New Record: World’s first successful transmission of 1 Petabit per second

A step toward the communication systems that supports the evolution of Beyond 5G information services.


Internet speeds worldwide have gone up considerably in the last decade, but scientists are still trying to improve them every day. The world will soon enter a new era of internet speed.

Scientists from the Network Research Institute at the National Institute of Information and Communications Technology reported the world’s first demonstration of more than 1 petabit per second in a multi-core fiber (MCF) with a standard diameter of 0.125 mm. Using wavelength division multiplexing (WDM) technology, scientists developed a novel transmission system that supports a record optical bandwidth exceeding 20 THz.

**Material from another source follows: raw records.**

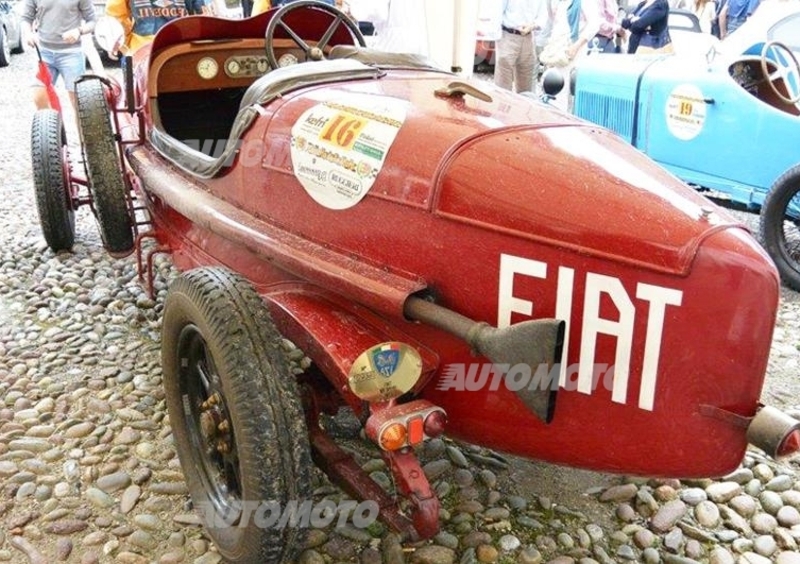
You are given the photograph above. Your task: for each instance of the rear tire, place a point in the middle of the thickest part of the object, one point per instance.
(51, 180)
(780, 226)
(103, 168)
(249, 444)
(5, 49)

The system consists of commercially adopted optical fiber transmission windows known as C and L-bands and extends the transmission bandwidth to include the recently explored S-band.

Advanced fibers having the same cladding width as normal single-mode optical fibers but with the ability to accommodate multiple propagation routes have been developed in recent years. These fibers have emerged as a viable choice for near-term commercial deployment of these disruptive communications technology because they can increase transmission capacity while being compatible with conventional production methods.

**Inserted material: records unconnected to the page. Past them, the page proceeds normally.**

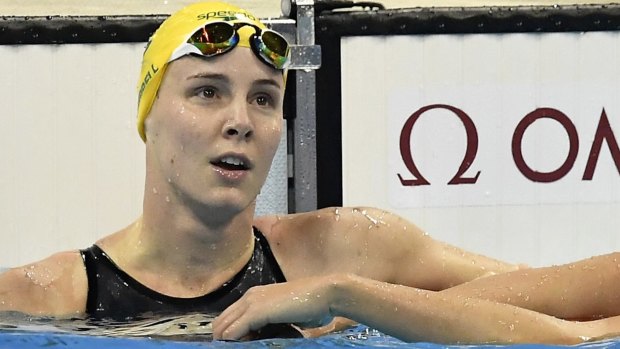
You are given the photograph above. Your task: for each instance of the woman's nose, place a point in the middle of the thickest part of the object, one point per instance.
(238, 124)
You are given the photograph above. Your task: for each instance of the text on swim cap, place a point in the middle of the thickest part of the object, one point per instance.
(146, 79)
(226, 15)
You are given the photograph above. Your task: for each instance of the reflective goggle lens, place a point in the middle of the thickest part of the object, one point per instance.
(220, 37)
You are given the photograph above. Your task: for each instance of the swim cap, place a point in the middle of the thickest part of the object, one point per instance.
(175, 31)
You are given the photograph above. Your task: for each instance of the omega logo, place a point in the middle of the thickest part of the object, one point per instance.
(603, 133)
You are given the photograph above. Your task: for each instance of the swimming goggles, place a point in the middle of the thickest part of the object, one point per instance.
(217, 38)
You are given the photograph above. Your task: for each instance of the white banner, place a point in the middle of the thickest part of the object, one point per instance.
(532, 120)
(532, 123)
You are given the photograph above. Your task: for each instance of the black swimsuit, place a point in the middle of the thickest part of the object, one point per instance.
(114, 294)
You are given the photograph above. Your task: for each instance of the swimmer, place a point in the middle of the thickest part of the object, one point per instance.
(540, 305)
(210, 98)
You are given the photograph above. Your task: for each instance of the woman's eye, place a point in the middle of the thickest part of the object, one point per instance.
(208, 92)
(263, 100)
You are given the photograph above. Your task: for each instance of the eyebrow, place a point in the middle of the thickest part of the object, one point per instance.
(224, 78)
(268, 82)
(212, 76)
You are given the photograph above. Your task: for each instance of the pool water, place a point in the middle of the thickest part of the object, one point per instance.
(19, 331)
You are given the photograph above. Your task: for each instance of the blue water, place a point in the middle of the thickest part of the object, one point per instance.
(359, 337)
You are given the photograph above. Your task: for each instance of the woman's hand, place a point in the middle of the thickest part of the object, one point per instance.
(304, 302)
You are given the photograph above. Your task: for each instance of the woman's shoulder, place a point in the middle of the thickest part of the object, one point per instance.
(54, 286)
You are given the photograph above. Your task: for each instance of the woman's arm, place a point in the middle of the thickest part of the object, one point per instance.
(404, 312)
(583, 290)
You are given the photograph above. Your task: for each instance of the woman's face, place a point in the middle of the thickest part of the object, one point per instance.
(214, 128)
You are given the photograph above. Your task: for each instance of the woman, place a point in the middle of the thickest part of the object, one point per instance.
(210, 114)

Scientists added two kinds of doped fiber amplifiers and Raman amplification with pumps in a novel multi-core pump combiner. This enabled transmission of 801 wavelength channels over the 20 THz optical bandwidth.

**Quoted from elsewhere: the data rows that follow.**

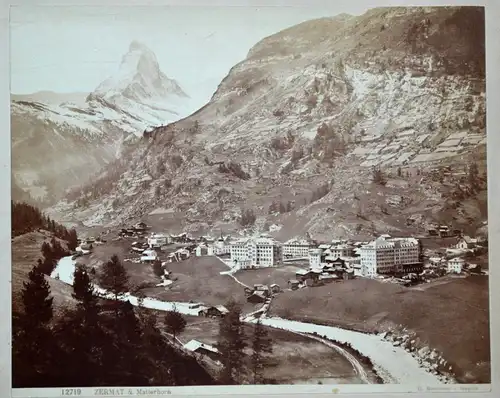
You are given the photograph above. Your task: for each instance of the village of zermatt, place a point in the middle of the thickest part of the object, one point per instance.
(321, 219)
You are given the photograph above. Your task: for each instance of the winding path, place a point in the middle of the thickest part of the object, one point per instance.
(354, 362)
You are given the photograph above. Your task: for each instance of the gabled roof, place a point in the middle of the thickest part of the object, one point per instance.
(258, 294)
(222, 309)
(467, 239)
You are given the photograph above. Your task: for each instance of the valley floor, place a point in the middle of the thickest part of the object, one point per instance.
(434, 313)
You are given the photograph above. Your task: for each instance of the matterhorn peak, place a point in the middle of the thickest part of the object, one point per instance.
(139, 78)
(138, 46)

Each core of a 4-core MCF, which has the same cladding width as a normal optical fiber, was used to transmit a huge number of wavelength channels. These fibers are compatible with current cabling technologies. They do not require the complicated signal processing needed to unscramble signals in multi-mode fibers, allowing for the use of existing transceiver hardware.

MCFs with four cores are the most likely of the new advanced optical fibers to see early commercial deployment. This demonstration demonstrates their data-carrying capability and is an essential step toward implementing backbone communication systems that support the evolution of Beyond 5G information services.

The results of this experiment were accepted as a postdeadline paper presentation at the International Conference on Laser and Electro-Optics (CLEO) 2022 and presented on Thursday, May 19, 2022, at 7 PM local time.